Ah! A empolgação do vento batendo em ondas invisíveis! Os pulmões sendo exigidos ao máximo da capacidade. O cheiro do verde das plantas e flores, o aroma de terra fresca espremida sob as patas peludas. O sangue quente fazendo o corpo formigar. No entanto, a diversão desfrutada pelo jorro de adrenalina na corrente sanguínea não é maior do que o instinto de sobrevivência oriundo do jogo de perseguição. E lá se vai, por mais uma manhã, a lebre marrom atravessando o gramado para chegar à horta, rica em cenouras, nabos, rabanetes e batatas.
Entretanto, há também outra entusiasta das corridas matinais: a raposa-vermelha. Olfato aguçado, para não embaralhar o odor peculiar da lebre assustada com a infinidade de fragrâncias que podia captar, visão projetada no ponto mais distante em busca da presa e audição sensível a qualquer triscar de patas nas folhas sobre o solo. A raposa vinha dando incertas contra a lebre há sete dias agora e já estava ficando incomodada com isso. Hoje pegaria aquela danada.
E pegou. Quando a interceptou já foi logo falando:
- Alto lá, lebre matreira! Quem você pensa que é para sair pegando estas belas hortaliças sem me consultar? – resmungou a raposa felpuda, cheia de pose.
- Ora essa! Era só o que me faltava. Uma raposa melindrada! – fungou a lebre, passando a pata traseira sobre as longas orelhas – Por que deveria consultá-la? – provocou.
- Pelo simples motivo de que esta horta faz parte do meu território e por aqui, minha amiga, nós temos regras – gabou-se a raposa, fazendo uma mesura exagerada para enfatizar o que dizia.
- Nós? Regras? Estou confusa... – admitiu a pobre lebre faminta.
- Logo, logo você aprende... – tranquilizou a criatura de dentes afiados – Se você prestar mais atenção ao seu redor verá que tudo aqui tem um motivo. Cada animal desta região caça, colhe ou produz alguma coisa. Eu garanto que ninguém passe o inverno desabastecido em troca de algo de valor. Assim, eu e você precisamos chegar a um acordo... – sugeriu cheia de malícia – O que você tem para me oferecer?

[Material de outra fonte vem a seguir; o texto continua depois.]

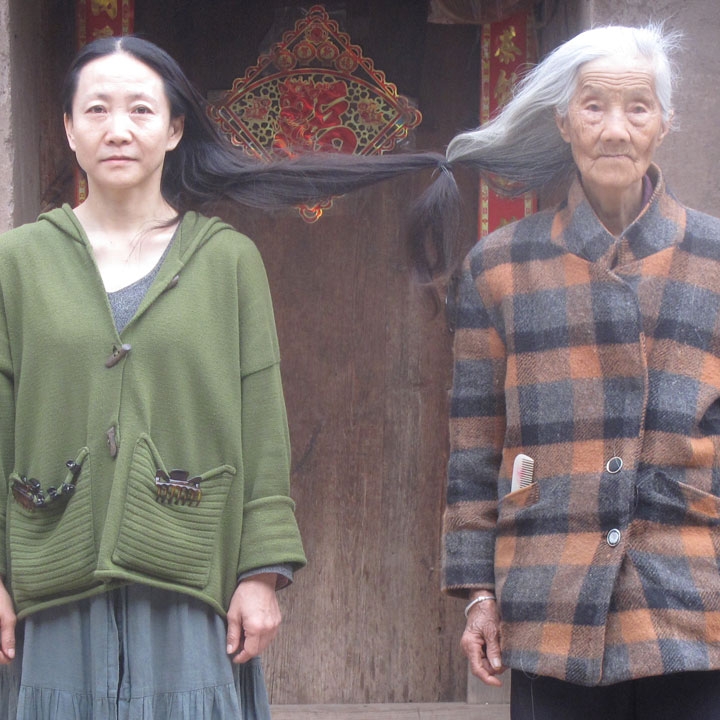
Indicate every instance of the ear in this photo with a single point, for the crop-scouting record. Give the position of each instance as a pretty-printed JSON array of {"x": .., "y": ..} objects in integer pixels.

- Olha, raposa, digo, Dona Raposa, sou uma lebre de vida simples. Não tenho nada a oferecer que possa lhe interessar – atestou ingenuamente a lebre.
Mas a raposa tinha um ponto em mente. E já estava em vias de chegar ao que queria:
- Você faz muito pouco de si mesma, cara lebre. Pois eu bem sei que você teve uma farta ninhada há pouco e um dos pequeninos anda desenganado, vai de mal a pior. Deixe ele a meus cuidados e estamos acertadas – piscou a raposa, dando seu golpe final.
Ao que a lebre, entrando no jogo do vil canídeo, respondeu:
- Isso eu não posso fazer. Mas, se me permite sugerir, conheço uma família de esquilos bastante irritante. Eles vivem próximos à minha toca e têm um filhote que se encaixa no perfil que você procura. Ele lhe sairá melhor do que a encomenda! – solucionou o caso.
- Hum! Você pegou rápido o negócio. Então estamos acertadas e ...
Mas a raposa nem conseguiu terminar de falar. Fora surpreendida por uma matilha de beagles que cercava o perímetro a mando da lebre astuta e precavida. Os cães destroçaram a raposa e a lebre foi colher suas hortaliças sem dar mais nenhuma atenção à sua interlocutora. Porque morria de fome. E porque acidentes apenas acontecem com aqueles que deixam que lhes aconteça.
Esta já era a quinta horta que a lebre dominava para sua família, que não parava de se multiplicar. Pensou consigo mesma se algum dia seria tratada com mais respeito pelos mamíferos maiores. Por ora, apreciou seu rabanete, relembrando com crueldade do fato ocorrido minutos atrás.